At the same time the veneration of Mary really kickstarted during that time, especially among the monastic order of the Cistercians who devoted all of their churches to the Virgin Mary. It was also a Cistercian, Bernard of Clairvaux, who wrote the first rule of the Templars, thereby creating the concept of a military order. Among the Templars, the Virgin Mary had a very special place in their liturgy, with the Marian Antiphone sung at the end of every canonical hour, a practice which the Teutonic Order adapted as well.(Thats probably why, when you enter "Salve Regina" into youtube, you'll get blasted with dozends of "Chant of the Templars" and the like, btw.) St. Mary had a close connetion to the concept of crusading in general, especially later in the baltics. The livonian bishop Alfred of Riga tried to establish that, as Jerusalem was the country of the son, Livonia was the country of the mother, "Terra Mariana," of course with the intention to attract more crusaders and get more papal support.

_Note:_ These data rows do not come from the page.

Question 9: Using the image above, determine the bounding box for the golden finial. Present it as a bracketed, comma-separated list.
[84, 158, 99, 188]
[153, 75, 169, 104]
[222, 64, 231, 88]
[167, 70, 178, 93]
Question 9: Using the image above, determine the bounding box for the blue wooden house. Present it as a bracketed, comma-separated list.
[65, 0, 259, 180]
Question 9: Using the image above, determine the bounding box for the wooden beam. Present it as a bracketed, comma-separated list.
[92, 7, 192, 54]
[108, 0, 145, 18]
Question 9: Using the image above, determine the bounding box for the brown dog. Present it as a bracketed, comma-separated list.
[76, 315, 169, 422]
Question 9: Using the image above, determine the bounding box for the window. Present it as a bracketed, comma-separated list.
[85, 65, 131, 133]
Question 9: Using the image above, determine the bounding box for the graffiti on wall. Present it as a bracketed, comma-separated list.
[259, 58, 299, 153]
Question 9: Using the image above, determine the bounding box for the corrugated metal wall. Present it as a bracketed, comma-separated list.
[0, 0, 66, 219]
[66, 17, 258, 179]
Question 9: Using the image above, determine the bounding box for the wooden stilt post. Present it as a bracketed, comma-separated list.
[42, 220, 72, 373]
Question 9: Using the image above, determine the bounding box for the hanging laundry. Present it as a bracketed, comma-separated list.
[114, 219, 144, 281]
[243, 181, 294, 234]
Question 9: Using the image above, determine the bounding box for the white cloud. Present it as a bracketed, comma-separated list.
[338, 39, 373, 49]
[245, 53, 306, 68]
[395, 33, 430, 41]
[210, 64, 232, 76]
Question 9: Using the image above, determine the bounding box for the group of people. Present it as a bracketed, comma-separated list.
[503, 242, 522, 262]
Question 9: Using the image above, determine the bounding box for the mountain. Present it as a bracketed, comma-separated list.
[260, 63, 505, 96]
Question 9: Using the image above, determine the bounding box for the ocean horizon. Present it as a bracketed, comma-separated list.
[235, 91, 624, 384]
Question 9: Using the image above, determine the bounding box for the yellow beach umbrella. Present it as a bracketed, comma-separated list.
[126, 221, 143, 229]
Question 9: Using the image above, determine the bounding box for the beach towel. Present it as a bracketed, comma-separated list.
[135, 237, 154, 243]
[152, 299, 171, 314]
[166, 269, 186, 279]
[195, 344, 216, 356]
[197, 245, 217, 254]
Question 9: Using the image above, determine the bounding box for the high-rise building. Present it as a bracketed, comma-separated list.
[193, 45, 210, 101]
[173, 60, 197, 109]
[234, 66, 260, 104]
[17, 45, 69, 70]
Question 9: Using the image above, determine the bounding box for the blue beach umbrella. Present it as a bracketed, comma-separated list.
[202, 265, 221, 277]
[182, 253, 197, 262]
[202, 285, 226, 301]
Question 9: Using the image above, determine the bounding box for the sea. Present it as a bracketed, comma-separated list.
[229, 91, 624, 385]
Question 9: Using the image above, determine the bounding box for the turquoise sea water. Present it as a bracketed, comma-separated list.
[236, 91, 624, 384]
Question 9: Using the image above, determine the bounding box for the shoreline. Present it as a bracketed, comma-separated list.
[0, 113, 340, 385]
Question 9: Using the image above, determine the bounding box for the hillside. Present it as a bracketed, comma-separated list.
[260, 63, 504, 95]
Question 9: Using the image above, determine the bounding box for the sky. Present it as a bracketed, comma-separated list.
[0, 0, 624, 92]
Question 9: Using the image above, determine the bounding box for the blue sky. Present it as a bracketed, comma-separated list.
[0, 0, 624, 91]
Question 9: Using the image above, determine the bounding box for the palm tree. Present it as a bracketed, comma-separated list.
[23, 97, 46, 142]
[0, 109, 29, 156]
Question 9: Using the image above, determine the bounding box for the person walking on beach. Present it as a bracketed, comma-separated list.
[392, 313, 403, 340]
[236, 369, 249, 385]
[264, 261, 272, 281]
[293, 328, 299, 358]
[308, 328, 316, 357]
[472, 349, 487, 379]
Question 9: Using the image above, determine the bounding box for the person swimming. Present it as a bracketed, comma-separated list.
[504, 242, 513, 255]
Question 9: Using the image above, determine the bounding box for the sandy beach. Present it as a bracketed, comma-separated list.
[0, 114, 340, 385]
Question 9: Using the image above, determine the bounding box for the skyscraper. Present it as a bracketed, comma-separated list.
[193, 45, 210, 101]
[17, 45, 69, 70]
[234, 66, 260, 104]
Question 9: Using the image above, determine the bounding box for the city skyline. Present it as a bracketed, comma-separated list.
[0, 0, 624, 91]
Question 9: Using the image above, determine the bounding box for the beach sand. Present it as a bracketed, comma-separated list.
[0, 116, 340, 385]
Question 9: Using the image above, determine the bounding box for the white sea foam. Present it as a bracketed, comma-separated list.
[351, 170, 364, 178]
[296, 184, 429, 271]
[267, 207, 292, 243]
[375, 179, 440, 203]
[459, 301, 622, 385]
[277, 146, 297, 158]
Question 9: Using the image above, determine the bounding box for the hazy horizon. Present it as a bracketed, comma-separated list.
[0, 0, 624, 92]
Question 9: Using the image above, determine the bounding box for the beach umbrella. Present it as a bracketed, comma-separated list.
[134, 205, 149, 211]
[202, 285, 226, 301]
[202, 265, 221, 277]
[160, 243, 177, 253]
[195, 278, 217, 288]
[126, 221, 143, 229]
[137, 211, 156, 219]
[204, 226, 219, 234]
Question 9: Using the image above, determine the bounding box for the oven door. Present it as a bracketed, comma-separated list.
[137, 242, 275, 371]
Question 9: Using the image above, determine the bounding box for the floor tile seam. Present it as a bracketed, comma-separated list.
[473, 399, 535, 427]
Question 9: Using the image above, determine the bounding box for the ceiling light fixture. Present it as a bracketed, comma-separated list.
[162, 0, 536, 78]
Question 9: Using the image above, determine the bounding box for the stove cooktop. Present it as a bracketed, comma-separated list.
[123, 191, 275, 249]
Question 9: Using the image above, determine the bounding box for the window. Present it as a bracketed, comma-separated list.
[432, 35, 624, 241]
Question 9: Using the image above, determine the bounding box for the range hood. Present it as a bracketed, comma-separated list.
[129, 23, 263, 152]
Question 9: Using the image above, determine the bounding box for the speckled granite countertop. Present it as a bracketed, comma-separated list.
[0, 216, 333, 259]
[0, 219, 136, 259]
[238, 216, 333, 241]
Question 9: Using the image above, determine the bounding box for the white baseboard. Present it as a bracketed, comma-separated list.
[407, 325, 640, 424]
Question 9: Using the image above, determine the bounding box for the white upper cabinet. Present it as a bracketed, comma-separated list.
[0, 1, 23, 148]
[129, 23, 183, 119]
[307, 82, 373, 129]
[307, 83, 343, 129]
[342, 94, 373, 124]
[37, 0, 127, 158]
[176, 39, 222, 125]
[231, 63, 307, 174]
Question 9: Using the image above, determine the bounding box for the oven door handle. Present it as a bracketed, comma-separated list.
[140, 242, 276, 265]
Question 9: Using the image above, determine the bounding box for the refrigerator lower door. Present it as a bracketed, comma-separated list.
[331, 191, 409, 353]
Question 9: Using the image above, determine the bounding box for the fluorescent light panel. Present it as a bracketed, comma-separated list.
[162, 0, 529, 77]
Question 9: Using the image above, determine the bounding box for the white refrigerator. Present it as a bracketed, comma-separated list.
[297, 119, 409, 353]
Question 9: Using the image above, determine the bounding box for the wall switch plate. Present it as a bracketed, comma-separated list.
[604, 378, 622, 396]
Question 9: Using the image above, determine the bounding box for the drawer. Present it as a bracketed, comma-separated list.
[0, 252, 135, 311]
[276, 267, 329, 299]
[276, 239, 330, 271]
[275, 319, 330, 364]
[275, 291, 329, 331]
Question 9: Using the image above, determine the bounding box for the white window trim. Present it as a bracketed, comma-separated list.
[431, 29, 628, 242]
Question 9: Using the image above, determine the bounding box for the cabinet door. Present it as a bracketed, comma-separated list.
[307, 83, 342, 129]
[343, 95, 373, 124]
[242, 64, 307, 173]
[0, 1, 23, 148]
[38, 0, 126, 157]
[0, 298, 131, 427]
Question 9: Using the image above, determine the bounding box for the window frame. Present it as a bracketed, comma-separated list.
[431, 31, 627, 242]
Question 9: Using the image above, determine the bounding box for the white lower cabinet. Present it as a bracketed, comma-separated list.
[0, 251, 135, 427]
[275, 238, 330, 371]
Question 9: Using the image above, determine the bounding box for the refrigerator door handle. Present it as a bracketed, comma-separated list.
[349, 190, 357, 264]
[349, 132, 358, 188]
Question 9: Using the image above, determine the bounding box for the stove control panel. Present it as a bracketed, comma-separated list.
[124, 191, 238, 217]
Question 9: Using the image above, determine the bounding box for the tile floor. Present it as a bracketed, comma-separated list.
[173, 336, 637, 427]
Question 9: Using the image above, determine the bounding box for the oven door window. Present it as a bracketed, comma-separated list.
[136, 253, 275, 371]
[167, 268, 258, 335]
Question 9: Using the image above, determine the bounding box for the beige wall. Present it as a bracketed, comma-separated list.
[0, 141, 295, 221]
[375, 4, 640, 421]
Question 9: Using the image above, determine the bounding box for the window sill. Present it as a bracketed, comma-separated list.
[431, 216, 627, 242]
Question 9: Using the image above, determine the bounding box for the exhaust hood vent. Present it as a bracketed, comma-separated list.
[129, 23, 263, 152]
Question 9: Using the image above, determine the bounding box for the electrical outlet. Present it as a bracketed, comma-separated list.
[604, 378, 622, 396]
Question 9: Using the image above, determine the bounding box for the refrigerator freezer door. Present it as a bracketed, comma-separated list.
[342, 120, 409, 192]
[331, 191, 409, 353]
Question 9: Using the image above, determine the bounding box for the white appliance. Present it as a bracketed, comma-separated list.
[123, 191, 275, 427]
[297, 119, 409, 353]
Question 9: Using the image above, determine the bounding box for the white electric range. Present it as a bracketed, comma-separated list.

Lastly, I can understand how you came to feel about the Teutonic Order as "pretty nasty fellows", because apparently that's what appearing as the antagonist in the founding myth of at least three modern European nations does to your public image. However part of the idea of crusading is to carefully allign the concepts of violence and (just) war on one hand and pious Christianity on the other, and the institution of a military order came to be it's synthesis. As it turns out, despite having some critics of course, this symbiosis of militarism and monasticism that was the Teutonic Order was widely accepted, appreciated and supported to large extent among Catholics of that time. Apparently it was morally justifiable to wage ruthless and agressive warfare against an enemy even more ruthless, cruel and violent.